Film-labyrinthe, film-somme du cinéma lynchien, Mulholland Drive, plus gros succès public du réalisateur américain, a marqué les esprits lors de sa sortie en salle en 2001. Revisitation du polar mâtiné d’un onirisme propre à David Lynch, Mulholland Drive se présente comme une expérience sensorielle extrême. Toutefois, le métrage se veut aussi un travail réflexif sur Hollywood et le langage cinématographique, travail brillamment mis en lumière par Julien Achemchame dans son ouvrage, même si son analyse, érudite et parfois trop universitaire aura du mal à intéresser les non-initiés.
Docteur en études cinématographiques, Julien Achemchame tente dans son essai d’éclairer le cinéma de Lynch, Mulholland Drive en tête, à travers deux prismes : la narration cinématographique selon le réalisateur et la dimension citationnelle de son œuvre.
Les films de Lynch brillent par le brouillage des repères habituellement connus du public. L’espace et le temps, les deux piliers narratifs classiques, subissent chez le réalisateur des bouleversements profonds, qui ont pour visée de plonger le public dans une expérience où le réalisme n’est que façade et le scénario un alibi rapidement oublié. Julien Achemchame souligne d’emblée les traits caractéristiques de ce cinéma, particulièrement dans le triptyque Twin Peaks : Fire Walk with Me / Lost Highway / Mulholland Drive. Objets plastiques (l’auteur insiste à de nombreuses reprises sur la formation artistique de Lynch), ces trois films questionnent le langage cinématographique. Angles de prises de vue, fondu au noir, flou, travail sonore, montage, tous les « outils » à disposition du cinéaste trouvent chez Lynch (et spécifiquement dans Mulholland Drive) un usage quasi inédit. La syntaxe lynchienne ne cherche pas à raconter une histoire de manière littérale ou cursive mais elle invite le spectateur à une expérience émotionnelle. Selon Achemchame, Lynch désire susciter angoisse et peur, extase et horreur par un agencement d’images a priori illogiques. Mais chez Lynch, la forme contient le fond. Chaque image, chaque son font sens, hétérogènes et pourtant parfaitement harmonieux.

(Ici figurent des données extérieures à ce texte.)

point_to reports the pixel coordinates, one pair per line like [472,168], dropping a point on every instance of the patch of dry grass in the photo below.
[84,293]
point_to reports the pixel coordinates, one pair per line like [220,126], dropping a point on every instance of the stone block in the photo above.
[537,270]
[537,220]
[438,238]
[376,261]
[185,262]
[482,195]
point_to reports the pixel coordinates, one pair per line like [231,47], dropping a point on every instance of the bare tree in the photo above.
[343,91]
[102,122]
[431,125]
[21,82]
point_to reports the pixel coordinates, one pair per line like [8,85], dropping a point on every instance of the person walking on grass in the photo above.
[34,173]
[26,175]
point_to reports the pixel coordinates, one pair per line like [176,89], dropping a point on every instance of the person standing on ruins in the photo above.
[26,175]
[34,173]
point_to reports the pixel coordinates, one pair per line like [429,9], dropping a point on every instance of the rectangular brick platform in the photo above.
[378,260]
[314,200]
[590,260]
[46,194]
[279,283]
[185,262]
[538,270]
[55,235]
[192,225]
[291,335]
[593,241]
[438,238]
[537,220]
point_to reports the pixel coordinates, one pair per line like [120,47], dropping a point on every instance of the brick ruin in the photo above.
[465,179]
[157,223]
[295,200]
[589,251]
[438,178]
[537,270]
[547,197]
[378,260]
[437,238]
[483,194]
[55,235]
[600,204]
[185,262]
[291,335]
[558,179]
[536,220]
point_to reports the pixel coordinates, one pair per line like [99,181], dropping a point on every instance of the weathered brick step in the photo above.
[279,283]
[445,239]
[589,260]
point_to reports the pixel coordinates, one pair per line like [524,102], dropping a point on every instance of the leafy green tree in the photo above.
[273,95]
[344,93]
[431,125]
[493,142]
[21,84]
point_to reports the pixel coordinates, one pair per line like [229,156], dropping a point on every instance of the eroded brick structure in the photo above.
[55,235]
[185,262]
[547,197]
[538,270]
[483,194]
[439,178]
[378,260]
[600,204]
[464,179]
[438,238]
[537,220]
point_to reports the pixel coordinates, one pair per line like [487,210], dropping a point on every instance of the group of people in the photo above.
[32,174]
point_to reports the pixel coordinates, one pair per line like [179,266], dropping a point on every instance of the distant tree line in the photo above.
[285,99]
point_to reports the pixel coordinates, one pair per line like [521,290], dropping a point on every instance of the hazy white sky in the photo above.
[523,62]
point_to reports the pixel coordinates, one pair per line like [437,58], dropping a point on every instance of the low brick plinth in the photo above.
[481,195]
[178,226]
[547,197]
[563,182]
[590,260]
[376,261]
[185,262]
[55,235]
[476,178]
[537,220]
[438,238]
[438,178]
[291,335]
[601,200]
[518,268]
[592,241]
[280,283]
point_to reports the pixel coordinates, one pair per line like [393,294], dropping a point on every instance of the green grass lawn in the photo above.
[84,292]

En insistant sur la genèse de Mulholland Drive (un pilote de série à l’origine), l’auteur parvient à mettre en lumière la singularité du film, le non sens qui l’irrigue, sa forme rhizomique et non linéaire. Malgré un lexique parfois obscur et des démonstrations capillo-tractées, la lecture de cette première partie donne non pas des clés pour comprendre Mulholland Drive mais plutôt un abécédaire, valable pour ce film mais aussi pour toute la filmographie de Lynch. Créant des ponts entre ses courts-métrages (The Alphabet), ses premières œuvres (Eraserhead) et son chef d’œuvre (Mulholland Drive), Achemchame verbalise l’indicible, met à jour les motifs récurrents au cœur de l’œuvre de Lynch, donnant une irrésistible envie de s’y replonger.
Dans un deuxième temps, l’auteur se consacre à l’aspect citationnel de Mulholland Drive. Avare quant à ses références cinématographiques, Lynch n’en est pas moins révérencieux face à certaines grandes figures et genres du septième art. Alors que le réalisateur cite régulièrement Sunset Boulevard de Billy Wilder (encore un lieu hollywoodien), Achemchame dresse lui une liste bien plus exhaustive des différents courants qui traversent le film. Comédie musicale, polar, mélodrame, western, tous les genres hollywoodiens sont revisités et réinterprétés. Piochant aussi bien du côté d’Alfred Hitchcock pour le sous-texte sexuel et les figures psychotiques, de Robert Aldrich pour l’excessivité émotionnelle des personnages ou encore de Federico Fellini pour l’onirisme, Achemchame fait résonner des pans entiers du cinéma, transformant Mulholland Drive (et les deux autres films du trio) en creuset cinéphilique absolu. Encore une fois, si certains rapprochements paraissent un peu poussifs (la prétendue référence à Roman Polanski dans Twin Peaks : Fire Walk with Me), une large part de l’analyse de l’auteur impressionne par sa pertinence.
Ardu à décrypter, Entre l’œil et la réalité : le lieu du cinéma n’en procure pas moins un réel plaisir de lecture. Travail intellectuel, l’essai laisse un peu de côté la dimension purement sensitive et subjective du travail de Lynch. Mais armé d’un tel ouvrage, le visionnage de Mulholland Drive déploiera de nouvelles facettes, de nouvelles interrogations sans pour autant perdre son aura mystérieuse. Un film définitivement inépuisable.